Figure 1: Example of incorrect labels in CIFAR-10. The original label is the corresponding label of each image in the dataset. Alternative label is the possibly correct label of each image.

Figure 2 shows the concept of AutoCleansing. Let x be the input, y be the output, and y = m(x, θ) be the base network model, where θ denotes the parameter of the base model. Consider five observations of A, B, • • • , E. The red line is the true model defined as, y = m(x, θ * ) where θ * denotes the true parameter. B is a mislabeled sample, as the observed label B differs significantly from the true label B * . The dotted line is the estimated model y = m(x, θ) using incorrect data, where θ denotes the estimated parameter. As can be observed, overfitting occurs owing to the mislabeled sample. In this figure, ŷ denotes the prediction for x= 3 using the estimated model; however, the true label is y * . Thus, the incorrect label causes the prediction error. Consider the cleansing model, y = m (x, θ) + α, where α denotes the constant parameter for each observation. If the constant α B captures the effect of an incorrect label, as shown in this figure, removing the constant from the cleansing model may mitigate the overfitting problem.

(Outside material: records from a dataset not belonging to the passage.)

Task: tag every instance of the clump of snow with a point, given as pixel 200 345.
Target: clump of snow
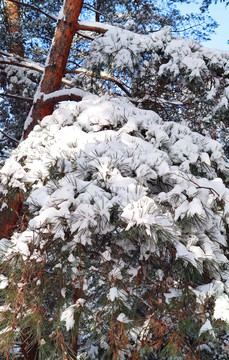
pixel 135 194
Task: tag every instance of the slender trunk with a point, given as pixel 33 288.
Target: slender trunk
pixel 56 62
pixel 14 26
pixel 10 215
pixel 97 7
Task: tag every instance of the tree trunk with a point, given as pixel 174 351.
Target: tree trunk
pixel 56 62
pixel 14 26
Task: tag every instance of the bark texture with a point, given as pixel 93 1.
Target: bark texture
pixel 56 62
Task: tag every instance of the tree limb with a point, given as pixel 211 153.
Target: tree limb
pixel 9 137
pixel 34 8
pixel 103 76
pixel 16 97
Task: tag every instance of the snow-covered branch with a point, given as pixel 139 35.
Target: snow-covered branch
pixel 34 8
pixel 16 97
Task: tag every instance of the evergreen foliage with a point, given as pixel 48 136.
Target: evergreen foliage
pixel 37 18
pixel 120 250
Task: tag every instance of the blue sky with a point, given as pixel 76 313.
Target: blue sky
pixel 220 13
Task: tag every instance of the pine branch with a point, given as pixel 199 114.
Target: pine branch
pixel 9 137
pixel 106 77
pixel 34 8
pixel 16 97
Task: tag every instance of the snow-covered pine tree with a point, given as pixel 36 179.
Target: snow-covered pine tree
pixel 121 248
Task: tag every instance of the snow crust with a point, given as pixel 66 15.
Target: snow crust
pixel 88 164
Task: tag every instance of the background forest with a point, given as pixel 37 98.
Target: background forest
pixel 114 205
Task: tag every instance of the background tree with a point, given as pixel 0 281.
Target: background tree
pixel 37 24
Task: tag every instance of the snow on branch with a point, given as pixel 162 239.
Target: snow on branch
pixel 94 27
pixel 65 95
pixel 16 97
pixel 34 8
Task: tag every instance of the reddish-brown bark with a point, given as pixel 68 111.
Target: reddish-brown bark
pixel 57 60
pixel 14 26
pixel 29 348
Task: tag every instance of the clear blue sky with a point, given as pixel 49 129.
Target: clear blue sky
pixel 220 13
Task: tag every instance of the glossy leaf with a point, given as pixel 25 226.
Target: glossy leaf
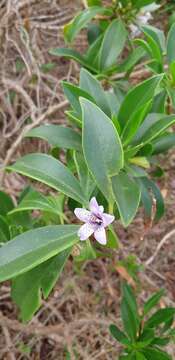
pixel 137 97
pixel 4 230
pixel 73 93
pixel 52 172
pixel 163 143
pixel 71 54
pixel 127 196
pixel 170 45
pixel 92 86
pixel 33 247
pixel 101 145
pixel 57 136
pixel 118 334
pixel 6 203
pixel 160 317
pixel 85 178
pixel 110 50
pixel 156 129
pixel 28 288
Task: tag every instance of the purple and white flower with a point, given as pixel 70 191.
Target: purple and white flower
pixel 95 222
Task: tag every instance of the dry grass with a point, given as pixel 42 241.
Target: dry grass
pixel 85 301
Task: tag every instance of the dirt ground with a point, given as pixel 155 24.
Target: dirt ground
pixel 73 323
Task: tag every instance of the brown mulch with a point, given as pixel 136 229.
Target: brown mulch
pixel 73 323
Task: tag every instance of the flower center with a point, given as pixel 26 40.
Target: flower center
pixel 96 220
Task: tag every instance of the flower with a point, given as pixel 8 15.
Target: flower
pixel 95 222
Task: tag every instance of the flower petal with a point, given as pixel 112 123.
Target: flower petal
pixel 107 219
pixel 93 206
pixel 100 236
pixel 85 231
pixel 82 214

Figure 2: Concept of AutoCleansing. (Left) A to E are the observations. B is the incorrect label. Red line represents the true model. Black dot line represents the estimated model using incorrect data. y denotes the predicted label using the overfitting model. y * denotes the true label. Auto-Cleansing consists of the base network model and constant α. The constant α B captures the effect of the incorrect label for B. Thus, removing α mitigates the overfitting effect due to the incorrect label. (Right) (1) Training data has correct and incorrect labels. (2) Constructing the cleansing model consists of a base network model m(x) and sample-category specific constant α. Learning with the training data using cleansing, (3) Deleting the constant α, and (4) Testing with the validation data using the cleansed network model.